The invention relates to a hand-held device for forcing high pressure air into the ground around plant roots, loosening the soil and producing crevices therein, forcing granular fertilizer, pesticides, chemicals or the like into the crevices, and using the same device to force water into the crevices to dissolve the fertilizer or chemicals.
It is known that forcing substantial quantities of compressed air into the ground around the roots of trees and large shrubs can be beneficial, by loosening the soil, allowing escape of toxic materials that may be in the soil, and especially by facilitating injection of beneficial materials such as fertilizers and chemicals close to the plant roots. The same benefits have been recognized for broad scale application in commercial agricultural applications. U.S. Pat. No. 4,429,647 discloses an apparatus connected to a high pressure air source and to a liquid fertilizer tank, for use in commercial agriculture. A system is described wherein a number of probes mounted on a tractor are forced by hydraulic means to a certain depth in the ground, wherein high pressure air then is forced through the probe in the soil, causing breaking up of the soil. Liquid fertilizer then is forced into the voids and cracks produced in the soil by the compressed air. The device described in U.S. Pat. No. 4,429,647 is not practical for use in private and commercial horticultural applications, as substantial force must be applied by a large machine to force the probes into the ground and to hold the probes in the ground when the high pressure air is applied. Small, hand-held devices that can be fit into small spaces and rapidly and easily deployed would be required for such private and commercial horticultural applications. Several hand-held devices for aerating soil around the roots of trees and shrubs are disclosed in U.S. Pat. Nos. 1,814,445 and 1,755,445. The latter patent discloses use of compressed air forced through a tube into the ground to first open up crevices around the roots by means of compressed air, and then diverts the compressed air into a fertilizer tank, forcing the fertilizer through the same tube into the round to fill up the crevices. No such device has been widely used, however, probably because of the difficulty that an ordinary worker would experience in using it. If enough air pressure is applied to be effective in breaking up tightly packed, hardened soil around the roots of trees and shrubs, it would be difficult for most workers to keep the device in the ground and prevent most of the compressed air from flowing out into the atmosphere through the top of the hole into which the device is inserted, rather than being forced into the ground at the bottom of the hole and thereby loosening the soil.

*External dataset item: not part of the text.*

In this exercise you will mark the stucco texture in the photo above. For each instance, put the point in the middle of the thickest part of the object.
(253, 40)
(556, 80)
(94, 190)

A variety of devices that are insertable into the ground for providing controlled irrigation of plant roots and injection of chemicals and fertilizer also are known, as indicated in U.S. Pat. Nos. 4,432,291; 3,916,564; and 3,900,962.
Despite the fairly widespread recognition that there can be advantages to using compressed air to loosen dirt around the roots of trees and shrubs, and that there can be advantages of conducting fertilizer and water through inserted tubes to locations fairly deep in the ground near the roots of plants, no one has yet provided an inexpensive, effective, hand-held device that can easily economically and rapidly improve the growth and appearance of trees and shrubs. There remains an unmet need for such a device.